La michna poursuit : "Véal tomar kablou daati, chéhèn rachaïn vélo ata" - le juge éminent, reconnu et autorisé à fonctionner par ses propres moyens, n'a pas le droit de dire "acceptez mon avis". Qui sont "eux" et qui est "toi" ? Il existe deux approches dans l'explication de la michna :

  1. La position du Bartenoura : il s'agit d'un juge autorisé à juger à lui seul, mais qui a choisi de s'adjoindre deux autres personnes au tribunal afin d'accomplir l'enseignement de la michna. Il sait qu'il est l'expert éminent, et qu'eux ne le sont pas. Que se passe-t-il si, après l'examen du dossier, les deux ont un avis contraire au sien ? À ce sujet la michna dit qu'il n'a pas le droit de leur dire : "Je suis l'expert décisif ici, et je ne vous ai adjoints que pour accomplir la michna et par humilité ; je sais que la loi est de mon côté, et vous n'avez pas à me contredire". Car la règle est "a'haré rabim léhatot" - un verset du livre de Chemot exigeant qu'au tribunal on suive la majorité. Ainsi, lorsque deux se dressent contre un, on suit les deux et non l'un, même si les deux sont subalternes et l'un éminent. C'est pourquoi il n'a pas le droit de leur dire "acceptez mon avis" : "chéhèn rachaïn" - ils ont le droit de contredire, "vélo ata" - tandis que le maître éminent n'a pas le droit de les obliger à être d'accord avec lui, et s'ils l'ont contredit, la loi est tranchée selon eux.

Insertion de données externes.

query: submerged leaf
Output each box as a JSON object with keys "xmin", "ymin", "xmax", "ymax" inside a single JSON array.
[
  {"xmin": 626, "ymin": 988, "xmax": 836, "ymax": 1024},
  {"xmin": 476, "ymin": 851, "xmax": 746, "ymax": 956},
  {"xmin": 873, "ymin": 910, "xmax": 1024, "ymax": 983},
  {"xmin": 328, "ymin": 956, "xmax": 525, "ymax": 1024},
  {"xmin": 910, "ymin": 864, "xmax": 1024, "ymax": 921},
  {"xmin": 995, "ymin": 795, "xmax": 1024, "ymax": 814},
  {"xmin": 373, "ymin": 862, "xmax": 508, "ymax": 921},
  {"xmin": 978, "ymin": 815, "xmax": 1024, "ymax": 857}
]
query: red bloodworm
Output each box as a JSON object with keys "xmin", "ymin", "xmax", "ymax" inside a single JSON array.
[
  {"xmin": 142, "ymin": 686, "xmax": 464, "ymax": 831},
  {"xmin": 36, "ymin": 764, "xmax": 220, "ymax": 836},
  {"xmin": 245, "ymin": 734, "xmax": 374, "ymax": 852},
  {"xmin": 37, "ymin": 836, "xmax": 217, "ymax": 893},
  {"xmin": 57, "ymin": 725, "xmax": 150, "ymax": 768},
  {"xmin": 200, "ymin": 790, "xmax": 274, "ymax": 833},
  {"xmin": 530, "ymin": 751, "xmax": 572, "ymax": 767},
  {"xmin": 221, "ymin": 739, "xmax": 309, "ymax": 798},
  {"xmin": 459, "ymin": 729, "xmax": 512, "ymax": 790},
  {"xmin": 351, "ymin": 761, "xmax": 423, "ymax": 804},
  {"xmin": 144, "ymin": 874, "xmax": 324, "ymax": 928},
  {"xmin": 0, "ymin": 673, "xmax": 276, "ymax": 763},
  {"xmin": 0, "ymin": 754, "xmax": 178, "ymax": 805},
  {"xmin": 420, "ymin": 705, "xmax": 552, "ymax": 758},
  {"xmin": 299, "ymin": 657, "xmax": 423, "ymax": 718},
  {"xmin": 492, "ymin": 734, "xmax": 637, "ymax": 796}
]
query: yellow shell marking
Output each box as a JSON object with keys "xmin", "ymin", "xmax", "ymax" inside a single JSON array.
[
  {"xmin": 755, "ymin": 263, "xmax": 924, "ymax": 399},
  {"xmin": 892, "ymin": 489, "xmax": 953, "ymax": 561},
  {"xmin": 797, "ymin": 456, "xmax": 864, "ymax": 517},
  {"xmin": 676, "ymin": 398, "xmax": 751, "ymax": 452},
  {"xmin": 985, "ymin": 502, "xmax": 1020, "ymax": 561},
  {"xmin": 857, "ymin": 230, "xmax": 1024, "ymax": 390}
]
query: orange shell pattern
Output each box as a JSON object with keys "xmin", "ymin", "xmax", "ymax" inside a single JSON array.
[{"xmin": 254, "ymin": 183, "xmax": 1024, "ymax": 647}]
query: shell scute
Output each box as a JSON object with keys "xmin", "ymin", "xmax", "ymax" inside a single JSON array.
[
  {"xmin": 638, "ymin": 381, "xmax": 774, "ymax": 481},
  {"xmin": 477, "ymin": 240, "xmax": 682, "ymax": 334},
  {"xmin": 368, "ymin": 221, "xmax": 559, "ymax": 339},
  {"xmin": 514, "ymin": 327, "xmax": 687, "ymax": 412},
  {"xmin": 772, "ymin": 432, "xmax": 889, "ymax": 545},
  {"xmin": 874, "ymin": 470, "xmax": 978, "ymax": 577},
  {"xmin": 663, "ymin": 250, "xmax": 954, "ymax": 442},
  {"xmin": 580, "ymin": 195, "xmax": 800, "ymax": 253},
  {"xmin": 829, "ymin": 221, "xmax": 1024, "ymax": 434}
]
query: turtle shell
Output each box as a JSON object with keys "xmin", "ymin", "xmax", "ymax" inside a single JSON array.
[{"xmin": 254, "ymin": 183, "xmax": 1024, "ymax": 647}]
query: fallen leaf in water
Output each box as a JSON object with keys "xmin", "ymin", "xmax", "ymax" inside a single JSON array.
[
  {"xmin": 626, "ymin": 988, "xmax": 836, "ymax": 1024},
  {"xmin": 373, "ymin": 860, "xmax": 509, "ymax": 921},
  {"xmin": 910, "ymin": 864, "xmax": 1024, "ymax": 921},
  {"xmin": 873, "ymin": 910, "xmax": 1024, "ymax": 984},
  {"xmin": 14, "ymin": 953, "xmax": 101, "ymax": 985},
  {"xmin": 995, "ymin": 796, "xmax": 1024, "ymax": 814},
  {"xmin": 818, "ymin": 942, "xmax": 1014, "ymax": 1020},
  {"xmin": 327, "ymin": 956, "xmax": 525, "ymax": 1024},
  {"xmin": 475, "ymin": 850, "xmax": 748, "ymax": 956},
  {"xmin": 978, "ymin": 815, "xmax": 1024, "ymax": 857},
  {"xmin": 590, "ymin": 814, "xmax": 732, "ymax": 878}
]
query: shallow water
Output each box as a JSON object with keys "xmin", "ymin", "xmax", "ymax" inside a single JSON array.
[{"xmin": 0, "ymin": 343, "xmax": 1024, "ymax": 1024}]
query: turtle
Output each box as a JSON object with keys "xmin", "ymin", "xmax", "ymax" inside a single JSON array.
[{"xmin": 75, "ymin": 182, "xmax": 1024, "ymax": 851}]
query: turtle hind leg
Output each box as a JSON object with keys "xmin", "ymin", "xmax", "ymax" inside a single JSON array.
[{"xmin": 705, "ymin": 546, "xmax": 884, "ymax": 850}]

  2. La position de Rachi : Rachi comprend qu'il s'agit ici d'un troisième point. Le premier point a été énoncé dans la michna précédente - que l'homme doit éviter de servir comme juge ; le deuxième point a été énoncé dans la michna présente - que s'il vient à juger, il ne jugera pas à lui seul ; et le troisième point est que lorsque se présentent devant lui des parties ayant entre elles un litige nécessitant un examen devant un juge ou une formation de juges, il n'a pas le droit de leur imposer qu'il est l'homme adéquat pour la fonction. Même s'il estime être le grand expert de la ville, et que chez lui elles bénéficieront du traitement le plus équitable et que le jugement rendu sera un jugement de vérité - il n'a pas le droit d'agir ainsi. Le droit appartient aux parties de décider vers quel tribunal elles iront, et elles ont le droit de s'adresser à tout tribunal qu'elles souhaitent, et pas nécessairement au sien. C'est pourquoi "Al tomar kablou daati" - le juge expert n'a pas le droit de dire aux parties d'accepter son avis plutôt que celui d'un autre tribunal. "Chéhèn rachaïn" - elles ont le droit de porter leur litige devant tout tribunal qu'elles choisiront, "vélo ata" - et tu n'as pas le droit de leur imposer de t'accepter comme juge tranchant leur litige.

En résumé : dans cette michna, Rabbi Yichmael fils de Rabbi Yossi poursuit ses propos sur le métier de juge. Il enseigne d'abord d'éviter de juger ; il ajoute ici que si l'on juge malgré tout - on ne jugera pas à soi seul, car "nul ne juge seul sinon l'Unique", le Saint béni soit-Il seul. Et pour conclure : "véal tomar kablou daati" - selon le Bartenoura, le juge éminent n'a pas le droit d'imposer son avis aux deux juges qu'il s'est adjoints, car "a'haré rabim léhatot" ; et selon Rachi, il n'a pas le droit de s'imposer aux parties, qui ont la faculté de choisir le tribunal devant lequel leur litige sera examiné.